Isso porque o elemento probatório apresentado não demonstra, de forma inequívoca, a formalização de requerimento administrativo apto a permitir a análise técnica da operação pela instituição financeira, tampouco comprova o efetivo preenchimento dos requisitos exigidos pelas normas de crédito rural para a prorrogação da dívida.
Assim, ainda que considerado o documento apontado pelo embargante, permanece inalterada a conclusão de que não foram produzidos elementos suficientes para reconhecer a inexigibilidade do título executivo ou obstar o prosseguimento da execução.
2. Da alegada omissão quanto à recusa administrativa tácita
Também não há vício capaz de modificar o resultado do julgamento.
O embargante sustenta que o silêncio da instituição financeira diante do pedido formulado equivaleria à recusa administrativa.
Ainda que se admita a apreciação expressa da tese, ela não conduz ao reconhecimento do direito pleiteado.
Isso porque a eventual ausência de resposta da instituição financeira não supre, por si só, a necessidade de comprovação dos pressupostos materiais exigidos para a concessão da prorrogação da dívida rural, nem autoriza o reconhecimento automático da inexigibilidade da obrigação executada.
Ademais, a sentença já concluiu pela insuficiência dos elementos probatórios produzidos para demonstrar o preenchimento dos requisitos necessários ao alongamento pretendido.
Portanto, ainda que enfrentada expressamente a tese da recusa tácita, o resultado do julgamento permanece inalterado.
3. Da alegada omissão e contradição quanto à nulidade da hipoteca
Não procede a insurgência.
A sentença reconheceu a impenhorabilidade constitucional do imóvel rural objeto da constrição e determinou o levantamento da penhora incidente sobre o bem.

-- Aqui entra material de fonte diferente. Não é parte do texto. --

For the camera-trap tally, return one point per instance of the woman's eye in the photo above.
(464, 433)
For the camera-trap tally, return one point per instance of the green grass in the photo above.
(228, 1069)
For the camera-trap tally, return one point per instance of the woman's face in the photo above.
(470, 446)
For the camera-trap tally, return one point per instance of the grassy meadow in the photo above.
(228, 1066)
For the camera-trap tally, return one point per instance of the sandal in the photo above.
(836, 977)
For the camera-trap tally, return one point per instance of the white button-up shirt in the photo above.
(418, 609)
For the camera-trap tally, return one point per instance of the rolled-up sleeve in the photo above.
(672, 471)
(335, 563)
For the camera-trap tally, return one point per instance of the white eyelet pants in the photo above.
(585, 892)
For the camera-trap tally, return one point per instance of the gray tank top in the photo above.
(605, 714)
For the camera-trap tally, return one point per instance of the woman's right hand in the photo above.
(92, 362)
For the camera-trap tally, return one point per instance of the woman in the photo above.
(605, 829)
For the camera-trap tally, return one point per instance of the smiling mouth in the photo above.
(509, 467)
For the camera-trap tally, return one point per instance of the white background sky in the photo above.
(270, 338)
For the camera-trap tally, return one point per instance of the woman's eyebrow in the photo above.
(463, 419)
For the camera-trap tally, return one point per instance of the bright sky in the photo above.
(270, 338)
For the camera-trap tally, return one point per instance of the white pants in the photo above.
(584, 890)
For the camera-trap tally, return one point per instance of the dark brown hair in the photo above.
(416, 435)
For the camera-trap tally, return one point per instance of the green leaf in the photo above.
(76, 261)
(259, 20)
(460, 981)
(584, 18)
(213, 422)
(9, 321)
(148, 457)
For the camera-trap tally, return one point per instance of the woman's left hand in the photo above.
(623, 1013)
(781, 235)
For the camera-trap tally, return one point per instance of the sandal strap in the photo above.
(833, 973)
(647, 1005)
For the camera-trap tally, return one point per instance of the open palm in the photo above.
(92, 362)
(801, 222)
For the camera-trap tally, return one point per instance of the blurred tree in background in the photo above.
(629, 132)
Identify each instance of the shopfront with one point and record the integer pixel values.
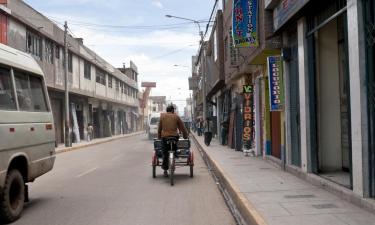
(329, 96)
(369, 26)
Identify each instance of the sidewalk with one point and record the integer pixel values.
(61, 148)
(264, 194)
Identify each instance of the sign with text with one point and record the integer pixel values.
(276, 84)
(245, 23)
(248, 116)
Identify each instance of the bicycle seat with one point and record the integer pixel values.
(172, 140)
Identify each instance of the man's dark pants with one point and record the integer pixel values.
(166, 148)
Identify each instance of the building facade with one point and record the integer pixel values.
(99, 94)
(323, 77)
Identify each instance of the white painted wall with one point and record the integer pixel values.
(76, 72)
(328, 99)
(358, 97)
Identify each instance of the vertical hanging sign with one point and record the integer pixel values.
(276, 84)
(244, 17)
(248, 116)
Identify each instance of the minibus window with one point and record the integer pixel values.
(37, 94)
(7, 101)
(30, 93)
(23, 91)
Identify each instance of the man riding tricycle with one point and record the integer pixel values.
(170, 150)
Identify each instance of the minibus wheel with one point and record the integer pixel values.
(13, 196)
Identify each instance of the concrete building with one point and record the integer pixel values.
(99, 93)
(324, 128)
(158, 104)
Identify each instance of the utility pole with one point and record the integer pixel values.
(67, 117)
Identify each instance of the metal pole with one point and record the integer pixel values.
(204, 83)
(67, 117)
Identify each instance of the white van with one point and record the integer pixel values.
(27, 136)
(153, 123)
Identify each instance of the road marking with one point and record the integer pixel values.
(87, 172)
(116, 157)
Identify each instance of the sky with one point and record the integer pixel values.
(137, 30)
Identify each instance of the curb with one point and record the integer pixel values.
(106, 140)
(247, 211)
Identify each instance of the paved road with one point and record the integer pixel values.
(111, 184)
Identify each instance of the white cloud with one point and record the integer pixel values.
(157, 4)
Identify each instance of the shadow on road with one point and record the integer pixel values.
(33, 204)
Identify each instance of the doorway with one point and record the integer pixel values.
(294, 105)
(57, 119)
(276, 134)
(369, 16)
(332, 102)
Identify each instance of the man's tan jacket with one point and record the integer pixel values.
(170, 124)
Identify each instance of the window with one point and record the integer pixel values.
(154, 120)
(30, 93)
(6, 93)
(226, 49)
(87, 70)
(57, 51)
(49, 51)
(70, 62)
(109, 81)
(117, 85)
(34, 44)
(100, 76)
(215, 47)
(233, 51)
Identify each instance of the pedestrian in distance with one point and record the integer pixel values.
(90, 132)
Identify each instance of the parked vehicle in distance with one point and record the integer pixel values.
(153, 123)
(27, 135)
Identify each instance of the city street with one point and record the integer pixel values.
(112, 183)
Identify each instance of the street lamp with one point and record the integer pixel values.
(194, 21)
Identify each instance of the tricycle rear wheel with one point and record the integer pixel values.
(153, 171)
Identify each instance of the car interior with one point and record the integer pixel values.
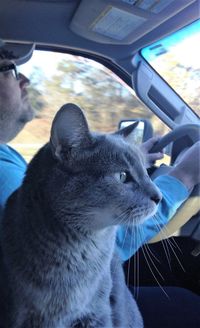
(121, 36)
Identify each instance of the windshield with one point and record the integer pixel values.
(177, 59)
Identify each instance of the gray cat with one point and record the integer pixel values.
(58, 267)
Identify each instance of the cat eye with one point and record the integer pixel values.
(10, 68)
(124, 177)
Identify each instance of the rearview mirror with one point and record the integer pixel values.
(141, 133)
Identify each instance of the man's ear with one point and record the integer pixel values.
(126, 132)
(69, 130)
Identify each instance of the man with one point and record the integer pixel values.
(15, 112)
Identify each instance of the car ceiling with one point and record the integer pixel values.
(47, 23)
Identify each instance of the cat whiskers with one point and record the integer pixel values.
(147, 258)
(172, 244)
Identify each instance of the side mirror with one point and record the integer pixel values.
(142, 132)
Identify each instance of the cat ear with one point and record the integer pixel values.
(127, 132)
(69, 129)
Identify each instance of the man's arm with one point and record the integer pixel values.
(175, 188)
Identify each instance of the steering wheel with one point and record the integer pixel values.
(192, 205)
(190, 130)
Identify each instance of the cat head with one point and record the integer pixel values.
(96, 180)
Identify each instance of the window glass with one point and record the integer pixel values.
(58, 78)
(177, 59)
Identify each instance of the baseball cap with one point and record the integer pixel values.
(19, 52)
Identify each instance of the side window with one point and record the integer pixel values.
(58, 78)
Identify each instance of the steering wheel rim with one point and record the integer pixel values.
(191, 130)
(192, 203)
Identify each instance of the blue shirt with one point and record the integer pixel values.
(12, 170)
(129, 239)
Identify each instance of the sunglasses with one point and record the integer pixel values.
(10, 67)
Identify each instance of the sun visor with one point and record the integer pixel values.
(122, 21)
(20, 53)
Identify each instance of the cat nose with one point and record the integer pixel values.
(156, 197)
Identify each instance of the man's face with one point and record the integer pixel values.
(15, 109)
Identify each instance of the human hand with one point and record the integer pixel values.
(151, 158)
(187, 170)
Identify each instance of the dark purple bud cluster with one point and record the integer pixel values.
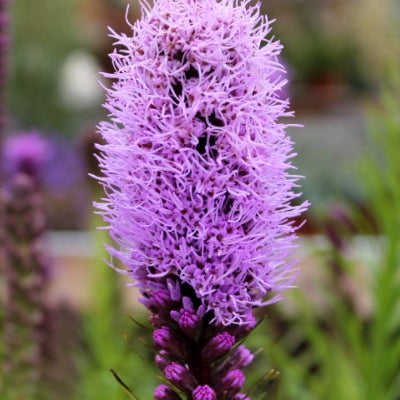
(198, 358)
(26, 273)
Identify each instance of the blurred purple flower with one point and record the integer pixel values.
(28, 153)
(57, 167)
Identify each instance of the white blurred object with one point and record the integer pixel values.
(79, 87)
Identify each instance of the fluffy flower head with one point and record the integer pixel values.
(196, 161)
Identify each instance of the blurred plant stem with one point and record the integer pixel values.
(25, 272)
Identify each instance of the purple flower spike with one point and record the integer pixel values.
(196, 163)
(218, 346)
(164, 392)
(180, 376)
(204, 393)
(197, 175)
(232, 383)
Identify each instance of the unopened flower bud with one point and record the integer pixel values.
(204, 393)
(218, 346)
(187, 319)
(161, 360)
(232, 383)
(164, 392)
(165, 339)
(180, 376)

Todavia, o reconhecimento da impenhorabilidade não implica, automaticamente, declaração de nulidade da garantia hipotecária constituída na relação contratual.
A discussão submetida ao julgamento dizia respeito à possibilidade de manutenção da constrição judicial realizada nos autos da execução, matéria efetivamente apreciada e decidida.
A pretensão de declaração de nulidade da cláusula hipotecária e de cancelamento do respectivo registro imobiliário constitui providência jurídica autônoma, não decorrente automaticamente do reconhecimento da impenhorabilidade e que não foi objeto específico da sentença embargada.
Não há, portanto, omissão ou contradição a ser sanada por meio da presente via recursal.
Na realidade, o embargante busca a ampliação dos efeitos da decisão para alcançar questão não apreciada no julgamento, finalidade incompatível com os limites previstos no art. 1.022 do CPC.
DISPOSITIVO
Ante o exposto, CONHEÇO os presentes embargos declaratórios opostos nos autos e os ACOLHO PARCIALMENTE apenas para integrar a fundamentação da sentença, nos termos acima expostos, sem alteração do resultado do julgamento anteriormente proferido.
Mantêm-se integralmente os demais termos da sentença.
Intimem-se. Cumpra-se.
Miranorte - TO, data cientificada nos autos.